Google's robotic Art Camera takes gigapixel photos of classic art

The world is full of beautiful paintings, but, unfortunately, the average person will never get to see most of it in person. Photographs of well-known artwork are easy to come by, of course, but they don't offer the same level of detail as an in-person visit. Google changed that with its ultra-high-resolution images of paintings, making the photos available on the Google Cultural Institute website. The photography process for this project was going too slowly, though, so Google created its own robotic camera to speed things up.

That camera is simply called the "Art Camera," as it was created to take gigapixel-resolution images of classic artwork. The robotic camera speeds up the process greatly, and has enabled Google to take ultra-high-resolution photos at a much faster rate. As such, the Google Cultural Institute is now home to more than 1,000 pieces of artwork versus the 200 or so that were available before the creation of Art Camera.

Unlike ordinary high-resolution photographs, Art Camera photos feature a massive gigapixel resolution, enabling viewers to zoom in very closely on the artwork, seeing the fine brush strokes and tiny dabs in great detail sans pixelation or artifacts.

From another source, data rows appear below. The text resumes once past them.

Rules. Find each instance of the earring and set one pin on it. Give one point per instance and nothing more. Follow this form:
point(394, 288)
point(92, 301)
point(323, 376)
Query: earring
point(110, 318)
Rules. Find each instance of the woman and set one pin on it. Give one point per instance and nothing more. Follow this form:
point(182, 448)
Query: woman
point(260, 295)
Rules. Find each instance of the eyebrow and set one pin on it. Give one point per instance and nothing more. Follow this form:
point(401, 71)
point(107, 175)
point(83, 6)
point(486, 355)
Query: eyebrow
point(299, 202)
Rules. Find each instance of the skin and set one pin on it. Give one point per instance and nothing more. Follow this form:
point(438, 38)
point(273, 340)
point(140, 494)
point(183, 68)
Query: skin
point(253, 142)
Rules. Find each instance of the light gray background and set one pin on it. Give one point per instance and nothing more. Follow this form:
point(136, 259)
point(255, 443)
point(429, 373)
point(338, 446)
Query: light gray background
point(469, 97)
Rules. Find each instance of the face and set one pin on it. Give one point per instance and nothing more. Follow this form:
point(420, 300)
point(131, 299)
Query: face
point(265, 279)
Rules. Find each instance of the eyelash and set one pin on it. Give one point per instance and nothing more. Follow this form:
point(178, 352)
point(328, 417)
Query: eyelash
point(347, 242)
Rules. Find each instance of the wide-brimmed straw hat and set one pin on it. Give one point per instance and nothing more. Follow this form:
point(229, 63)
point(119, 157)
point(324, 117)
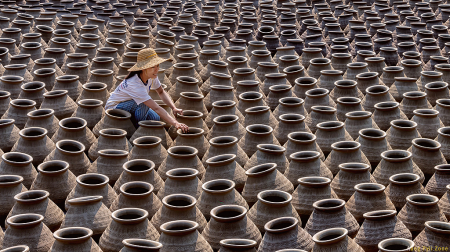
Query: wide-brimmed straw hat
point(147, 58)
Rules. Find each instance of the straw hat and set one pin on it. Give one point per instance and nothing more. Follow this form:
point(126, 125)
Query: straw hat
point(147, 58)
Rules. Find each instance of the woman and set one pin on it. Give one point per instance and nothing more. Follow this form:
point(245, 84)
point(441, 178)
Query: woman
point(132, 94)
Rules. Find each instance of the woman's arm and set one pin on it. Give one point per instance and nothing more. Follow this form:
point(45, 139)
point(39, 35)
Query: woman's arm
point(167, 100)
point(165, 116)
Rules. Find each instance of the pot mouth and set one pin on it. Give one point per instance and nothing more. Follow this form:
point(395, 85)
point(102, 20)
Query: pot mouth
point(218, 186)
point(422, 199)
point(136, 189)
point(179, 227)
point(404, 179)
point(182, 173)
point(238, 243)
point(179, 201)
point(223, 140)
point(281, 225)
point(375, 134)
point(24, 220)
point(129, 215)
point(329, 204)
point(141, 244)
point(31, 196)
point(354, 167)
point(331, 235)
point(228, 213)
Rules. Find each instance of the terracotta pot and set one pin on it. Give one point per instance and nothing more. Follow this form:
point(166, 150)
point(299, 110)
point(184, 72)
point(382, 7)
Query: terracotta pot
point(331, 213)
point(219, 192)
point(426, 154)
point(304, 164)
point(181, 156)
point(18, 111)
point(35, 142)
point(414, 100)
point(127, 223)
point(38, 202)
point(257, 134)
point(136, 245)
point(91, 185)
point(137, 194)
point(29, 227)
point(74, 128)
point(336, 239)
point(272, 204)
point(308, 191)
point(374, 95)
point(242, 245)
point(60, 102)
point(109, 139)
point(418, 209)
point(176, 207)
point(55, 178)
point(225, 223)
point(88, 212)
point(117, 119)
point(181, 180)
point(320, 114)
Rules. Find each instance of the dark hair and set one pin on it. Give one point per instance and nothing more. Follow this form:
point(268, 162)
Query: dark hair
point(133, 73)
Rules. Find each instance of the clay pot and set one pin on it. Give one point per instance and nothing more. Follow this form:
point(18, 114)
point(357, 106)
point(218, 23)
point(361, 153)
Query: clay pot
point(219, 192)
point(18, 111)
point(127, 223)
point(139, 170)
point(74, 128)
point(117, 119)
point(331, 213)
point(396, 244)
point(257, 134)
point(226, 223)
point(181, 156)
point(350, 174)
point(437, 184)
point(368, 192)
point(35, 142)
point(426, 154)
point(186, 234)
point(38, 202)
point(137, 194)
point(60, 102)
point(418, 209)
point(178, 207)
point(433, 234)
point(153, 128)
point(88, 212)
point(330, 132)
point(29, 227)
point(136, 245)
point(56, 178)
point(336, 239)
point(74, 238)
point(241, 245)
point(302, 141)
point(91, 185)
point(181, 180)
point(414, 100)
point(109, 139)
point(109, 163)
point(272, 204)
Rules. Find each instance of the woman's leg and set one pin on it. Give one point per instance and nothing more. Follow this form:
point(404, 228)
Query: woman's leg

This presents students and art-lovers alike with a unique opportunity to get up close and personal with famous far-away classics.

The Art Camera features a robotic system that takes a camera and positions it near a piece of artwork, repositioning it each time it takes a photo; by the end of the process, the Art Camera will have taken hundreds of close-up images of the artwork in high-resolution. Those batches of photos are then stitched together to create a single massive photograph.

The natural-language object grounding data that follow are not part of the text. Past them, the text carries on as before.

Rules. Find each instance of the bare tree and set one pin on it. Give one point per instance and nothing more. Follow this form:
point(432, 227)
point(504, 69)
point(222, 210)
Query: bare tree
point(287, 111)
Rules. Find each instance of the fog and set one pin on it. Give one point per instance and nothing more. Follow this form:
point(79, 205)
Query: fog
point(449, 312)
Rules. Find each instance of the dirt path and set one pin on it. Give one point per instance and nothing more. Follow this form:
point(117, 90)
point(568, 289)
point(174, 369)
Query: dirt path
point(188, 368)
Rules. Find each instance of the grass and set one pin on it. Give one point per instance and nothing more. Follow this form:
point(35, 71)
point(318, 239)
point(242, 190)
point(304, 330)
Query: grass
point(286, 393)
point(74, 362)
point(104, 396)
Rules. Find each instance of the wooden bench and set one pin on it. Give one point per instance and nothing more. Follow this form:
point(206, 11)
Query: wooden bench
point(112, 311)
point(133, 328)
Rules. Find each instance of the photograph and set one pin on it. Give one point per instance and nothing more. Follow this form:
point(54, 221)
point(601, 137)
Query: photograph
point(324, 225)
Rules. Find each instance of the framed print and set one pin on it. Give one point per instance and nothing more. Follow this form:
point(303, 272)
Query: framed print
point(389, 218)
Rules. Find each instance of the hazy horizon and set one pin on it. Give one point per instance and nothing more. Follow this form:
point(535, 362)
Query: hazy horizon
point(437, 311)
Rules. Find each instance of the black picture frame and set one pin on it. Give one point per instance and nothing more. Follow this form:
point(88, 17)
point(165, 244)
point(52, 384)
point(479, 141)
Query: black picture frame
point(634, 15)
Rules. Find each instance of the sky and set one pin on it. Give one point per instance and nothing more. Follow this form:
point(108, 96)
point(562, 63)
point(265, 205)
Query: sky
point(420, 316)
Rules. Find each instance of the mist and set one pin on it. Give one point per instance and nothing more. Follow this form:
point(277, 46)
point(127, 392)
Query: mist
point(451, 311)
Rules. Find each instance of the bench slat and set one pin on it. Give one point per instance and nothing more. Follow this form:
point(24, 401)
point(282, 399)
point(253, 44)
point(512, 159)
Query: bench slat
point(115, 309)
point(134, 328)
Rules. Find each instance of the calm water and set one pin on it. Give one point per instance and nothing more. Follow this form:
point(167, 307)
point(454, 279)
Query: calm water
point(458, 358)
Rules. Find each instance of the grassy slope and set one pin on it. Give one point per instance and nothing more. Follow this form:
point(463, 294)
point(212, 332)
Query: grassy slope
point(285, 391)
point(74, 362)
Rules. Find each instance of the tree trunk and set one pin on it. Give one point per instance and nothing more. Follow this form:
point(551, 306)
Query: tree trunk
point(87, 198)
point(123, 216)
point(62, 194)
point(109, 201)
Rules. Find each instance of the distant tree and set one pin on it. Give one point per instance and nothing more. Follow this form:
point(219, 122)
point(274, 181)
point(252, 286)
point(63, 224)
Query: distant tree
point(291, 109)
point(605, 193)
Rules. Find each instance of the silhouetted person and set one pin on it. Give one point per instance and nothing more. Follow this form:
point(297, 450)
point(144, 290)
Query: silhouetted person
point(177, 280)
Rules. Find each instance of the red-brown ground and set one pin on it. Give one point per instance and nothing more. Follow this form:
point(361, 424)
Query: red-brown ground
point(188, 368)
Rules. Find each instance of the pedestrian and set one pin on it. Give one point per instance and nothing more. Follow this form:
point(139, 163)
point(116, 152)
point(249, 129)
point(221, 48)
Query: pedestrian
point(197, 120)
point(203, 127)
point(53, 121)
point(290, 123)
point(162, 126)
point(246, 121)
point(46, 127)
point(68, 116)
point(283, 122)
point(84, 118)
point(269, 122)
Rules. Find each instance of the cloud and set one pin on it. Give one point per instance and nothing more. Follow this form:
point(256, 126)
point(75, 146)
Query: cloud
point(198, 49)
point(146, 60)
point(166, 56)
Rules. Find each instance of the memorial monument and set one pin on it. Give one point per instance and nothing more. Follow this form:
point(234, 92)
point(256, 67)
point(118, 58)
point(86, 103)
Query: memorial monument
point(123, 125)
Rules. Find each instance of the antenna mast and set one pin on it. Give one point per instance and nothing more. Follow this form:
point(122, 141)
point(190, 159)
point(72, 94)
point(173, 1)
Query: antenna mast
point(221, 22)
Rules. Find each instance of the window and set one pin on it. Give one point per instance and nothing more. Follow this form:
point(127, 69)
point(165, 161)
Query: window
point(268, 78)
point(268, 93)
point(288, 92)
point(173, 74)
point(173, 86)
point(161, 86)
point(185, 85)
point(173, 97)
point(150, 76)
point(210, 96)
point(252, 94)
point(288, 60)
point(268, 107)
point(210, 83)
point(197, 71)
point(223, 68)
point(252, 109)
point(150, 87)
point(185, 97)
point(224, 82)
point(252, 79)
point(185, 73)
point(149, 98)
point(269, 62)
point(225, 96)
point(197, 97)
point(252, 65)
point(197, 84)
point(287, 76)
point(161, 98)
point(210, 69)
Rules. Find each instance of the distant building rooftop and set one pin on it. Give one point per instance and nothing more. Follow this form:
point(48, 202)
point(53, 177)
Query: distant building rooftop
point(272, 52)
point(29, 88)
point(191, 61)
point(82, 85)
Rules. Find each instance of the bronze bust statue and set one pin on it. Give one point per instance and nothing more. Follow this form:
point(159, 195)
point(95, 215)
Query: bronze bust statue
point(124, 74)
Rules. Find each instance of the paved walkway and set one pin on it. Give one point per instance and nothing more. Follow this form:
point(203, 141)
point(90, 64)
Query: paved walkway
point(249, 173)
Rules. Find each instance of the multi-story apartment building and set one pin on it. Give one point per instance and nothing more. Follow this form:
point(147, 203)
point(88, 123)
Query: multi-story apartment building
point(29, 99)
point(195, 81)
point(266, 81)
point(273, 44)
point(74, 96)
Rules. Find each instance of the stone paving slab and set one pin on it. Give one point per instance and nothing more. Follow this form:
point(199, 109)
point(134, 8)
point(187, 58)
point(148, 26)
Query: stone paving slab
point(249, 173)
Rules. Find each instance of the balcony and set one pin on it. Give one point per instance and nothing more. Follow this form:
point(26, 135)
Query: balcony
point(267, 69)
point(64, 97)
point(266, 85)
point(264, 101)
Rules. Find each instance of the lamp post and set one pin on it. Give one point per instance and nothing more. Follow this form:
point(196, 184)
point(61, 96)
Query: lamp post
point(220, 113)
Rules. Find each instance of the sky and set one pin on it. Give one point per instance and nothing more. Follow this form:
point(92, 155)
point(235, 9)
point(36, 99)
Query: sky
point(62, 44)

The process is quite a bit more technical than what you'd get with an ordinary camera; Google has equipped the system with sonar and laser to ensure each image is perfectly focused for the individual brushstrokes.

The work, of course, is more important than just giving us a way to check out art from the comfort of our laptops. The process helps preserve paintings in fine details so that future generations — those living at a time when light and exposure may have degraded the physical paintings — are able to see the pieces in all their glory.

Google says it is providing museums around the globe with free access to these cameras so they can preserve their own unique items.

As for the casual user, you can check out the photographs on the Google Cultural Institute website; current photos include works by Monet, Signac, Van Gogh, and Pissarro, among others.